As cenas mostravam dois homens espancados, ensanguentados, por uma turba que parecia excitada pela ânsia de violentar. Vários contra dois.

Com a repercussão das imagens em veículos da mídia tradicional, o caso se nacionalizou e a solidariedade se ampliou ao se saber que se tratava de um casal. Nas redes sociais, revolta pelo ocorrido e relatos aos montes se juntaram para denunciar a prática abusiva que seria recorrente ali; com o avançar do tempo, outras barracas de praia também tinham a cobrança abusiva relatada por dezenas de brasileiros.

A revolta e o estupor foram gerais. A governadora do estado se pronunciou e cobrou diligências. A prefeitura de Ipojuca fez-se obrigar, somente depois disso, a fiscalizar o cumprimento de lei sancionada em 2019, emitindo novo decreto.

Pois bem, (quase) tudo mudou depois que se começou a desconfiar da identidade política do casal. A sunga usada por um deles despertou a desconfiança de que seriam “bolsonaristas”, “gays de direita”, que visariam reproduzir, através do caso, estereótipos sobre o Nordeste, o que só se agravaria com a informação de que passaram a virada de ano em Balneário Camboriú, a convite da prefeitura.
Politizou-se: o caso, a violência, a cobrança, o desfecho.

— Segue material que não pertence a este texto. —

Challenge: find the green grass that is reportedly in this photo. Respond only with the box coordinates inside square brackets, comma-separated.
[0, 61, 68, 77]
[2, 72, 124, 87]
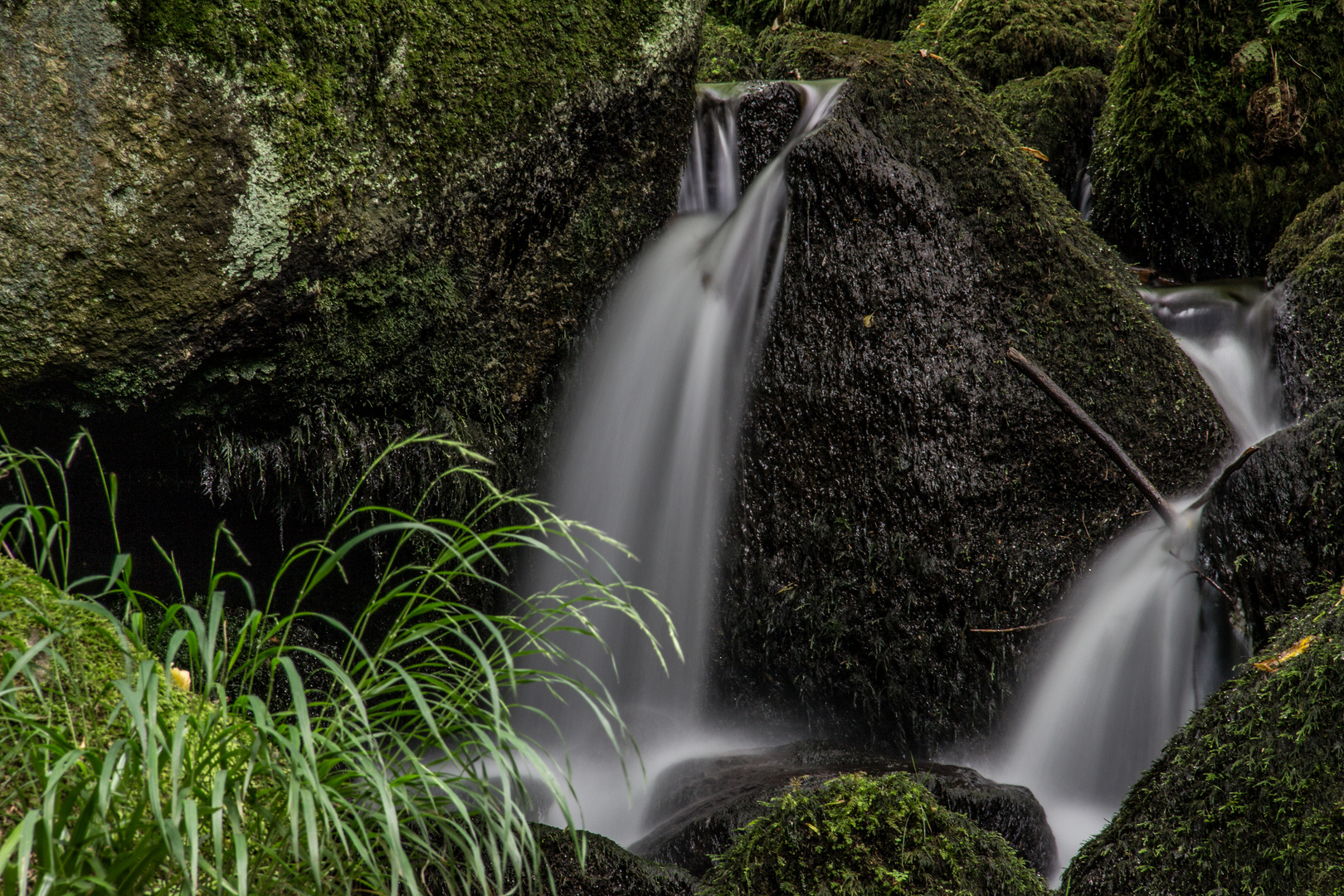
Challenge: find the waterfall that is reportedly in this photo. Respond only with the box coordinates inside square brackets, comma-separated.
[533, 80, 843, 842]
[978, 280, 1282, 864]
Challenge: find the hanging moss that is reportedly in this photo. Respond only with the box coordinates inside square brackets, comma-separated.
[904, 0, 1134, 90]
[704, 772, 1045, 896]
[695, 16, 761, 83]
[1093, 0, 1344, 278]
[988, 67, 1106, 196]
[1063, 583, 1344, 896]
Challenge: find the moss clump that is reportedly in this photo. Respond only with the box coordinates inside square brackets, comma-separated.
[1064, 584, 1344, 896]
[695, 16, 761, 83]
[1269, 184, 1344, 414]
[904, 0, 1134, 90]
[706, 772, 1045, 896]
[780, 0, 921, 41]
[988, 67, 1106, 196]
[0, 556, 191, 747]
[1093, 0, 1344, 280]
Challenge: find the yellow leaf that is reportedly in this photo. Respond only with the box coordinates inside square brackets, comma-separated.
[1255, 634, 1316, 672]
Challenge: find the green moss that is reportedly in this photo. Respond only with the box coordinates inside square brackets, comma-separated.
[0, 556, 191, 747]
[1093, 0, 1344, 278]
[1064, 584, 1344, 896]
[695, 16, 761, 83]
[706, 772, 1045, 896]
[780, 0, 921, 41]
[988, 67, 1106, 196]
[903, 0, 1134, 90]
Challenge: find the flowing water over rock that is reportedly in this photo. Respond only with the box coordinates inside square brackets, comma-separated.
[536, 80, 843, 842]
[981, 280, 1282, 864]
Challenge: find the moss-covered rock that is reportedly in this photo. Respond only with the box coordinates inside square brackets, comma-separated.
[989, 67, 1106, 204]
[904, 0, 1134, 90]
[1063, 584, 1344, 896]
[533, 825, 696, 896]
[1199, 402, 1344, 644]
[631, 740, 1058, 876]
[1269, 184, 1344, 416]
[706, 772, 1045, 896]
[0, 0, 700, 519]
[695, 16, 761, 83]
[1093, 0, 1344, 280]
[716, 26, 1231, 757]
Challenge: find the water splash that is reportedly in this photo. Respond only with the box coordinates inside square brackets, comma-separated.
[521, 80, 843, 842]
[978, 280, 1282, 883]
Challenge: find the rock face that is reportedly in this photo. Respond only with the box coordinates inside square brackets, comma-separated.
[0, 0, 699, 519]
[716, 27, 1230, 757]
[989, 66, 1106, 207]
[1060, 584, 1344, 896]
[533, 825, 696, 896]
[631, 742, 1056, 876]
[1093, 0, 1344, 280]
[704, 772, 1045, 896]
[1269, 184, 1344, 418]
[1199, 402, 1344, 644]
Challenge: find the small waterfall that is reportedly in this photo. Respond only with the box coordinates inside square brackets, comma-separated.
[981, 280, 1282, 865]
[533, 80, 843, 842]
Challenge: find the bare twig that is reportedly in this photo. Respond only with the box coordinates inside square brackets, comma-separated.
[971, 616, 1070, 634]
[1190, 445, 1259, 510]
[1008, 348, 1176, 528]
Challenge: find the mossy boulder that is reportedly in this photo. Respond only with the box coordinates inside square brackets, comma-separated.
[1093, 0, 1344, 280]
[631, 740, 1058, 876]
[989, 66, 1106, 206]
[1269, 184, 1344, 418]
[1063, 584, 1344, 896]
[0, 0, 700, 519]
[904, 0, 1134, 91]
[715, 26, 1231, 757]
[695, 16, 761, 83]
[704, 772, 1045, 896]
[1199, 402, 1344, 644]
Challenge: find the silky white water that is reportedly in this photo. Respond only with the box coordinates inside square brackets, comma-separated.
[976, 282, 1282, 865]
[521, 82, 843, 844]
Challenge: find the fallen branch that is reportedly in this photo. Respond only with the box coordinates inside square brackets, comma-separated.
[1190, 445, 1259, 510]
[1008, 348, 1176, 529]
[971, 616, 1069, 634]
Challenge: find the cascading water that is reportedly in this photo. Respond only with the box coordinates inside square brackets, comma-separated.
[521, 80, 843, 842]
[981, 280, 1282, 864]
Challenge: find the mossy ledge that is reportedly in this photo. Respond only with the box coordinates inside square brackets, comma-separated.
[1091, 0, 1344, 280]
[0, 0, 700, 519]
[1063, 583, 1344, 896]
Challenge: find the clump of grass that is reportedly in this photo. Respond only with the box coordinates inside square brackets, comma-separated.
[0, 436, 674, 896]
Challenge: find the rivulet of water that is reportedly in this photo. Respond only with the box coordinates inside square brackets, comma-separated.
[521, 82, 843, 842]
[978, 280, 1282, 864]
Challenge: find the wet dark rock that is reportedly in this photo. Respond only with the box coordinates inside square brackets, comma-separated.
[715, 27, 1231, 757]
[631, 740, 1056, 876]
[1060, 583, 1344, 896]
[1269, 184, 1344, 418]
[513, 825, 696, 896]
[989, 67, 1106, 206]
[0, 0, 700, 526]
[1091, 0, 1344, 280]
[1199, 402, 1344, 644]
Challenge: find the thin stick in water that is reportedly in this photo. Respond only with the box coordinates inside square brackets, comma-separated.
[1008, 348, 1176, 529]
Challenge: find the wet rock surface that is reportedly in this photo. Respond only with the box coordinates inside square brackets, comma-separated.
[715, 27, 1230, 757]
[1091, 0, 1344, 280]
[1060, 583, 1344, 896]
[7, 0, 700, 526]
[631, 742, 1055, 876]
[1269, 184, 1344, 419]
[1199, 402, 1344, 644]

A realidade da extorsão abusiva, seguida de pancadas que os fizeram sangrar, instantaneamente passou a compor um repertório de menos gravidade ao se identificar os dois como do polo político oposto.
Não seriam vidas dignas, não pertenciam ao “lado de cá”. Era a versão, à esquerda, da ideia de “cidadão de bem” ou do “humano direito”; daí, “todo castigo é pouco”.

O tribunal das redes é implacável, e sua solidariedade é efêmera. Triste fim de nosso tempo. Não existem humanos em geral; a condição humanoide é dada pela filiação a um espectro político.